How to simulate samples in accordance with the (clustered) dataset strucure? That is, how to resample at the cluster level? I would like to sample the clusters with replacement and to set the observations within each selected cluster as in the original dataset (i.e. sampling with replacenment the clusters and without replacement the observations within each cluster).

This is the strategy proposed by Davidson (p. 100).
Suppose we draw B = 100 samples.

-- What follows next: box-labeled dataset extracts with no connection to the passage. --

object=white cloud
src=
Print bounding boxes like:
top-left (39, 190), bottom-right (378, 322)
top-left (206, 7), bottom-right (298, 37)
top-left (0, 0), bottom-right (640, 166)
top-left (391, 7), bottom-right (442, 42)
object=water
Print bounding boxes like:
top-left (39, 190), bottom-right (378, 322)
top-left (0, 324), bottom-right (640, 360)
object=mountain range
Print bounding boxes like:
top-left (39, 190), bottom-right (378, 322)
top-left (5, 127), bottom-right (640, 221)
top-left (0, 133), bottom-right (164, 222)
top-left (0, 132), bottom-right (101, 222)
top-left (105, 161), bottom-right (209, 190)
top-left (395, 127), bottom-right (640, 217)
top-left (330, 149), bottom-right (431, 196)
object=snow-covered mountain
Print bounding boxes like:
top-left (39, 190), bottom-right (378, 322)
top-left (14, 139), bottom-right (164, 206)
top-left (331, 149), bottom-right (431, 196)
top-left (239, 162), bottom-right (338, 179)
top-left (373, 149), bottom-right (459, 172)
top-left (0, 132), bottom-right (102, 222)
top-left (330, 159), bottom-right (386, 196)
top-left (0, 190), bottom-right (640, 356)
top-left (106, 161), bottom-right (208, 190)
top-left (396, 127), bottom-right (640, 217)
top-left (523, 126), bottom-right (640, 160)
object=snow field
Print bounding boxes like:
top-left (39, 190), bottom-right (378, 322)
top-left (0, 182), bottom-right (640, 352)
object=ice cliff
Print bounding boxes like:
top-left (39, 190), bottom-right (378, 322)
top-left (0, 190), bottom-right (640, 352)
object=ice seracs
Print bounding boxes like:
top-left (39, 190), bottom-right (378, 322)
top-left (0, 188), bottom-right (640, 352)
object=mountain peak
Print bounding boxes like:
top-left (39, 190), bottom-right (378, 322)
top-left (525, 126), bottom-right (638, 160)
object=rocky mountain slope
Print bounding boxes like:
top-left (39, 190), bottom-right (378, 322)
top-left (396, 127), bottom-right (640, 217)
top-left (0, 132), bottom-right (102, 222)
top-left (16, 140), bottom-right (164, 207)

Each of them should be composed by 24 possibly recurrent clusters (e.g. cluster = 3, 3, 1, 4, 12, 11, 12, 5, 6, 8, 17, 19, 10, 9, 7, 7, 16, 18, 24, 23, 11, 15, 20, 1), and each cluster should contain the same 6 observations of the original dataset. How to do that in R? (either with or without the -boot- package.) Do you have alternative suggestions for proceeding?

The second question concerns the initial regression model. Suppose I adopt a fixed-effects model, with cluster-level intercepts. Does it change the resampling procedure adopted?

[1] Davidson, A. C., Hinkley, D. V. (1997). Bootstrap methods and their applications. Cambridge University press.

Best Answer

Resampling the whole clusters has been known in survey statistics for as long as any resampling methods have been used there at all (which is, since mid 1960s), so it is a well established method. See my collection of links at http://www.citeulike.org/user/ctacmo/tag/survey_resampling. Whether boot can do this or not, I don't know; I use survey package when I need to work with survey bootstraps, although the last time I checked, it did not have all the functionality I needed (like some small sample corrections, as far as I can recall).

I don't think applying a particular model such as fixed effects changes things much, but, IMO, the residual bootstrap makes a lot of strong assumptions (the residuals are i.i.d., the model is correctly specified). Every one of them is easily broken, and the cluster structure surely breaks the i.i.d. assumption.

There's been some econometrics literature on wild cluster bootstrap. They pretended they worked in vacuum without all those fifty years of survey statistics research into the topic, so I am not sure as to what to make of it.